As I understand, @efiop is against this idea because:

it is helping to discover issues before creating a PR and is certainly faster than waiting for CI to error-out

However, the same could be said of every single non-authenticated CI/CD test. It is also not a fast test, it takes a few seconds so really shouldn't happen pre-commit. Using --no-verify also disables ALL pre-commit hooks which is not a solution.

this is a good point, btw. I would say that even existing DVC hook (dvc status?) is quite annoying already when you develop fast and do commits.

casperdcl on 14 Jul 2020

I feel like we are mixing up topics here.

The original issue is pre-commit failure, which, as described above, is not nice, but an intended way of using it.
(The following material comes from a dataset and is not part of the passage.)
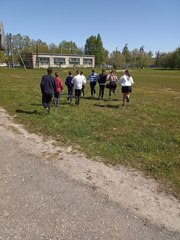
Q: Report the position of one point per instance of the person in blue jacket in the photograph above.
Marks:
(48, 88)
(70, 86)
(93, 78)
I see @casperdcl suggested using init hook in https://github.com/iterative/dvc/pull/4146#issuecomment-652552793 , which looks like the proper way to solve it. @skshetry could you take a look, please?

The second issue that came up is pylint not being very fast (and, well, the whole pre-commit set of hooks). I can't see any way of making it significantly less intrusive without defeating the purpose of having pre-commit hooks in the first place. I would say that the slowest in the pack is our dvc hook itself, so probarly would start there (it was the intention so we eat our own food).

efiop on 14 Jul 2020

👍1

Not sure about the "DVC hook taking the longest" though - on my machine pylint it much slower; maybe that's just me.

casperdcl on 14 Jul 2020

I see @casperdcl suggested using init hook in #4146 (comment)

I don't like that approach/hack, it's far easier to pre-activate virtualenv. And, it does not solve the issue, it still needs
all of the tests dependencies to be installed.

The possible ways to solve this are:

Remove pylint from pre-commit altogether. Add a guide to how-to run pylint in contributing docs.
Create a wrapper script that'd be a no-op if pylint is not installed.
Do nothing.
Make it a pre-push hooks?

I don't have any strong opinions on either of the above.
If we cannot commit to anything, I'd suggest we close the issue and defer it for later.

cc @casperdcl @efiop

skshetry on 14 Jul 2020

👍2

I was thinking about option (2) as well; sounds reasonable?

casperdcl on 14 Jul 2020

Noop is too dangerous, people will just ignore it. Could try to improve the message, but I'm not sure if it could help much, since it is descriptive already. If not that and there is no better option, I would just leave it as is for now.

efiop on 14 Jul 2020

I think no-op would be frustrating for contributors -> silent pass just to fail on PR, each time we have new python env.